Seen as the top challenger for Botswana’s biggest bank, ABSA Bank Botswana, is seeing red, with the bank warning shareholders that profit will fall on the back of increases in credit impairments.
The second largest commercial bank on Thursday warned that consolidated year end results for the year ended 31 December 2020 will be substantially lower than the results reported for the year ended 31 December 2019. Profit before tax is expected to be lower by between 40 – 50 percent (approximately P271 million to BWP339 million) than that reported for the year ended 31 December 2019, which amounted to P678 million.

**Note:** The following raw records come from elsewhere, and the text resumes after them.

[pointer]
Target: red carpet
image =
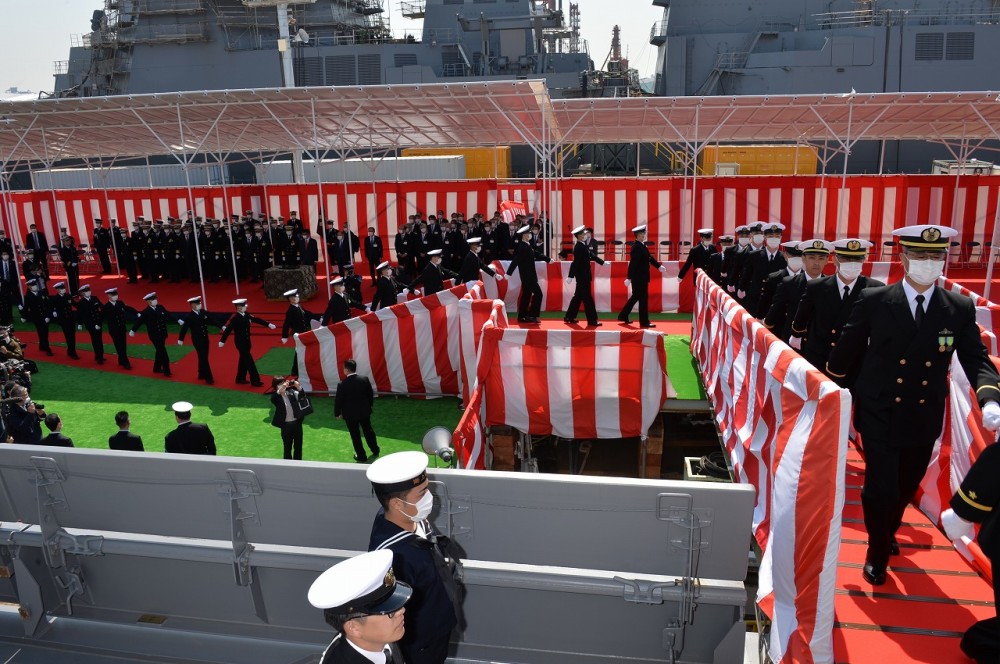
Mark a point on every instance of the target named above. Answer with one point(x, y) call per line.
point(930, 598)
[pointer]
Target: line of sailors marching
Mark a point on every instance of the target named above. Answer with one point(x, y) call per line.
point(783, 285)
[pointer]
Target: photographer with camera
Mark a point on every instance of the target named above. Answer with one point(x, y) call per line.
point(291, 406)
point(23, 418)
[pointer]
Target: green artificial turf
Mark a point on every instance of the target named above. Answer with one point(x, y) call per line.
point(87, 401)
point(682, 368)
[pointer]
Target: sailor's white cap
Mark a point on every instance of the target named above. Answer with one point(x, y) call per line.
point(360, 586)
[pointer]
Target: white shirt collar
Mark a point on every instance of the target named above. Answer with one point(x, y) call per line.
point(374, 657)
point(911, 296)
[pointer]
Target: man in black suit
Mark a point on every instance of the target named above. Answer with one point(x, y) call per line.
point(91, 316)
point(340, 305)
point(815, 256)
point(903, 337)
point(124, 440)
point(529, 302)
point(288, 416)
point(472, 263)
point(56, 438)
point(239, 327)
point(188, 437)
point(638, 278)
point(198, 321)
point(757, 266)
point(433, 275)
point(363, 601)
point(826, 303)
point(155, 317)
point(101, 244)
point(700, 255)
point(297, 321)
point(353, 404)
point(64, 316)
point(580, 271)
point(373, 251)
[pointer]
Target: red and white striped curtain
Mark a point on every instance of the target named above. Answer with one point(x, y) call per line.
point(408, 348)
point(784, 425)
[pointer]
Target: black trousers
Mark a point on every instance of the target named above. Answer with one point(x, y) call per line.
point(892, 477)
point(640, 295)
point(97, 341)
point(529, 302)
point(291, 439)
point(355, 426)
point(246, 366)
point(161, 361)
point(120, 339)
point(582, 295)
point(204, 370)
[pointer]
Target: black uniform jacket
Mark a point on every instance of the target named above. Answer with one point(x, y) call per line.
point(904, 370)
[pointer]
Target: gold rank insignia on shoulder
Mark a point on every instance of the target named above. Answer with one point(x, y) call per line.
point(946, 340)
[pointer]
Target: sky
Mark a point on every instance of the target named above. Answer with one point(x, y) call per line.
point(40, 33)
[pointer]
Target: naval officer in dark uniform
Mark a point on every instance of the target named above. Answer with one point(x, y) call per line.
point(638, 278)
point(978, 501)
point(826, 303)
point(364, 602)
point(155, 317)
point(189, 437)
point(529, 302)
point(197, 321)
point(115, 312)
point(422, 557)
point(339, 307)
point(239, 327)
point(700, 255)
point(904, 336)
point(580, 271)
point(297, 321)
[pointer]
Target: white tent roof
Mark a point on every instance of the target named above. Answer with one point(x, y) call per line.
point(466, 114)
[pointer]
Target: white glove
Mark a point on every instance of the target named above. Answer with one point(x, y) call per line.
point(955, 527)
point(991, 415)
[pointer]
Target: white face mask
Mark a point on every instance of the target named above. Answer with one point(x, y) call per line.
point(424, 507)
point(925, 272)
point(850, 271)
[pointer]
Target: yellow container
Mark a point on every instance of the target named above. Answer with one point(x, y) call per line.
point(480, 163)
point(759, 159)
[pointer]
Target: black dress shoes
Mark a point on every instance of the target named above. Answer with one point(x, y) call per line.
point(873, 575)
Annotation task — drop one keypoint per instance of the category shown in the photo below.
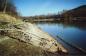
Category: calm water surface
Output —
(72, 33)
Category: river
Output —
(73, 33)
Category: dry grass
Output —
(12, 47)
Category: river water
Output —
(73, 33)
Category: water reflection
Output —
(74, 33)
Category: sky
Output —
(45, 7)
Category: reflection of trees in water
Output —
(80, 25)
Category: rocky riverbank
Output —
(18, 37)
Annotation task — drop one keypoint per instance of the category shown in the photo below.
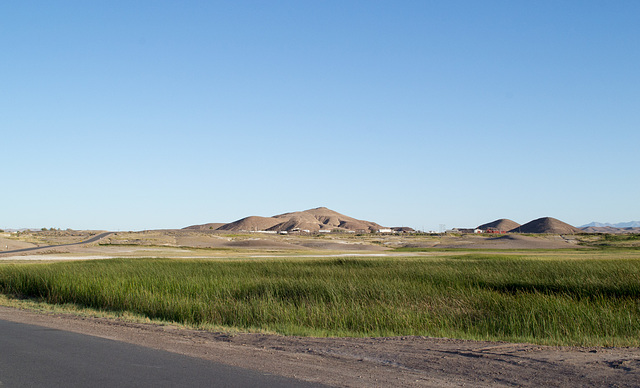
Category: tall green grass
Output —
(592, 301)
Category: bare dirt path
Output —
(372, 362)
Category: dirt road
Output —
(372, 362)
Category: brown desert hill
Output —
(312, 220)
(252, 223)
(546, 225)
(502, 224)
(323, 218)
(210, 226)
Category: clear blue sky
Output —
(126, 115)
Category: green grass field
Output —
(581, 299)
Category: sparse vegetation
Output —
(589, 299)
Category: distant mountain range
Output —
(630, 224)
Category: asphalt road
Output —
(92, 239)
(34, 356)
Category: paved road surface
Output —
(35, 356)
(92, 239)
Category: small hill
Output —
(252, 223)
(312, 220)
(210, 226)
(546, 225)
(502, 224)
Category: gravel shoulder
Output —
(371, 362)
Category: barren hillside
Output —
(311, 220)
(502, 224)
(547, 225)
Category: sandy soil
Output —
(372, 362)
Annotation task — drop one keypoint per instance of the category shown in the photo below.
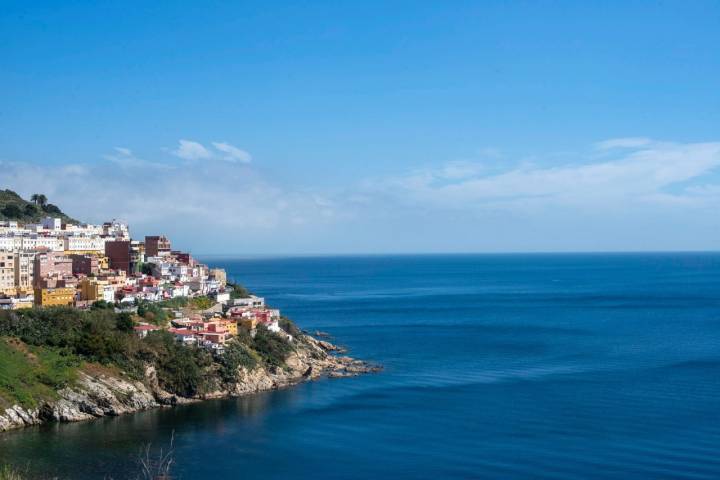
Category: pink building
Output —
(51, 264)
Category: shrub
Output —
(273, 348)
(236, 355)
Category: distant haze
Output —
(370, 127)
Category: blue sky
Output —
(340, 127)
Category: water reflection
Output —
(113, 444)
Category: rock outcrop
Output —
(96, 395)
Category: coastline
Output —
(100, 392)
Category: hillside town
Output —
(53, 263)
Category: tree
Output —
(50, 208)
(30, 210)
(12, 211)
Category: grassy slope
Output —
(31, 212)
(31, 374)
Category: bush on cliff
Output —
(236, 355)
(180, 369)
(273, 348)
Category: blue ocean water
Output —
(496, 366)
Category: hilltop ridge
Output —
(14, 207)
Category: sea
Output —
(542, 366)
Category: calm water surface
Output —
(506, 366)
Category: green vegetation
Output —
(30, 373)
(202, 303)
(272, 348)
(41, 351)
(152, 313)
(14, 207)
(238, 291)
(289, 327)
(9, 473)
(237, 355)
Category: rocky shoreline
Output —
(96, 395)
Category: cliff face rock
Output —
(96, 395)
(91, 397)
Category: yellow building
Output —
(103, 262)
(247, 323)
(231, 327)
(219, 275)
(53, 297)
(20, 305)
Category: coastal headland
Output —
(94, 323)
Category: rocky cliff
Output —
(97, 394)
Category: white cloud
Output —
(190, 150)
(232, 153)
(669, 190)
(638, 176)
(626, 142)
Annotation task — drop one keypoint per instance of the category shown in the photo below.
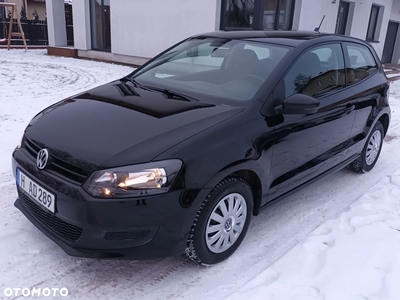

“The outbreak of Covid-19 has had a significant impact on the economy and business community across different industries at large. The impact has been significant on the Company’s credit impairment provisions line given the size of the business as well the strategies deployed to support the Company’s customers during this difficult time, through extension of payment holidays and other relief programs. This increase in credit impairments provisions has materially impacted the company’s profit before tax in comparison to prior year results,” the bank said in a cautionary notice to shareholders.
The expected fall in profit will not shock market observes following last year’s tough operating environment, which led to a 70 percent drop in half year profit. For the six months ended 30 June 2020, ABSA reported profit after tax amounting to P90, which was a fall from 2019’s half year profit of P298.7 million.
The decline in profitability is a new territory for ABSA Botswana, formerly Barclays Bank Botswana, which has been resilient over the years when local commercial banks’ profitability was under pressure following the Bank of Botswana’s moratorium on bank charges which was implemented between 2014 and 2016, banning banks from raising bank fees during the period.
The top two bank showed strength in that period, delivering pleasing set of results that propelled it to the second biggest bank in the country after surpassing Standard Chartered Bank Botswana, which for a long time was the second contender to the throne after First National Bank Botswana (FNBB), which remains the leader.
Still, FNBB is feeling the Covid blues, losing a quarter of its profit also due to increase in credit impairments. According to the bank’s financials that cover the six months period to December 2020, income from operations fell by 14 percent to P1 billion following a 15 percent reduction in interest income to P713 million, a 4 percent drop in non-interest income to P638.9 million, and a 16 percent increase in loan impairments to P199 million dragged the bank’s performance.
Though operating expenses reduced by 8 percent to P298.3 million and employee benefits were down by 3 percent to P292.8 million, FNBB’s profit before tax tumbled by 23 percent to P419 million.
On the green side, Standard Chartered Bank, seems to be clawing its way up. The bank also known as Stanchart, announced to shareholders that the consolidated profit before tax for the year ended 31st December 2020 will approximately be between 42 percent to 47 percent (P29.2 million to P32.5 million) higher than the P69.6 million reported for the year ended 31st December 2019.
The Covid-19 defying performance was set in motion last year when Stanchart pressed ahead with stellar performance despite the disruptions brought by interventions aimed at containing the spread of the virus.
In September 2020, the bank reported that the financials for the six months ended 30 June 2020 defied expectations. The operating income was up by 14 percent to P384.2 million, and though expenses rose slightly by 5 percent to P308.4 million, Stanchart delivered a strong profit after tax, up from 2019’s P27 million to P90 million.
Stanchart, which has been operating in Botswana since 1897 fell from the list of the top three most profitable banks in the country in 2017 when it posted a P232 million loss, hit by massive credit impairments from the closure of the BCL mines – one of the bank’s top clients. The steep loss was in contrast to the P79.7 million profit made in 2016, which of course was also a sign of the bank’s declining bottom line performance – falling from the highs of P319.2 million made in 2014, before plunging to P47.4 million in 2015.